Vector for second variable, or column defining the continuous variable if x is a dataframe. Ignored if x is a vector and either norm=TRUE or sym=TRUE.

fac

Column defining the categorical variable if x is a dataframe. Ignored if x is a vector and either norm=TRUE or sym=TRUE.

norm

Boolean determining if a Normal QQ plot is to be generated.

sym

Boolean determining if a symmetry QQ plot is to be generated.

p

Power transformation to apply to continuous variable(s).

tukey

Boolean determining if a Tukey transformation should be adopted (FALSE adopts a Box-Cox transformation).

md

Boolean determining if Tukey mean-difference plot should be generated.

q.type

An integer between 1 and 9 selecting one of the nine quantile algorithms. (See quantiletile function).

fx

Formula to apply to x variable before pairing up with y. This is computed after any transformation is applied to the x variable.

fy

Formula to apply to y variable before pairing up with x. This is computed after any transformation is applied to the y variable.

plot

Boolean determining if plot should be generated.

show.par

Boolean determining if parameters such as power transformation or formula should be displayed.

grey

Grey level to apply to plot elements (0 to 1 with 1 = black).

pch

Point symbol type.

p.col

Color for point symbol.

p.fill

Point fill color passed to bg (Only used for pch ranging from 21-25).

size

Point size (0-1)

alpha

Point transparency (0 = transparent, 1 = opaque). Only applicable if rgb() is not used to define point colors.

med

Boolean determining if median lines should be drawn.

q

Boolean determining if inner data region should be shaded.

tails

Boolean determining if points outside of the inner region should be symbolized differently. Tail-end points are symbolized via the tail.pch, tail.p.col and tail.p.fill arguments.

inner

Fraction of the data considered as "mid values". Defaults to 75%. Used to define shaded region boundaries, q, or to identify which of the tail-end points are to be symbolized differently, tails.

tail.pch

Tail-end point symbol type (See tails).

tail.p.col

Tail-end color for point symbol (See tails).

tail.p.fill

Tail-end point fill color passed to bg (Only used for tail.pch ranging from 21-25).

switch

Boolean determining if the axes should be swapped in an empirical QQ plot. Only applies to dataframe input. Ignored if vectors are passed to the function or if sym=TRUE or if norm=TRUE

xlab

X label for output plot. Ignored if x is a dataframe.

ylab

Y label for output plot. Ignored if x is a dataframe.

title

Title to add to plot.

t.size

Title size.

...

Not used

Value

Returns a list with the following components:

  • data: Dataframe with input x and y values. May be interpolated to smallest quantile batch. Values will reflect power transformation defined in p.

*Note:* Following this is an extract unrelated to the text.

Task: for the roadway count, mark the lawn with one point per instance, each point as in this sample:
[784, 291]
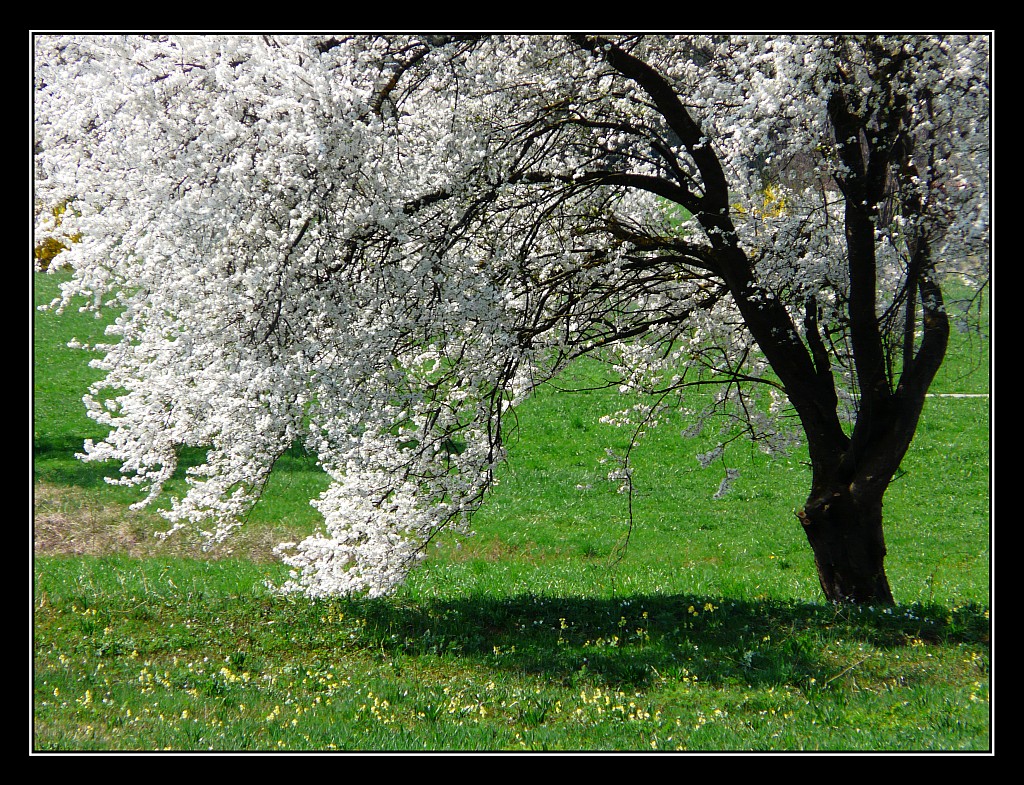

  • p: Re-expression applied to original values.

  • fx: Formula applied to x variable.

  • fy: Formula applied to y variable.

Details

When the function is used to generate an empirical QQ plot, the plot will highlight the inner 75% of the data via a shaded region for both x and y variables. The inner range can be changed via the inner argument. Its purpose is to prevent tail-end values from disproportionately biasing our interpretation of the distributions. If the shaded regions are too distracting, you can opt to have the tail-end points symbolized differently by setting tails = TRUE and q = FALSE. The inner value has no impact in the computation of the quantile values.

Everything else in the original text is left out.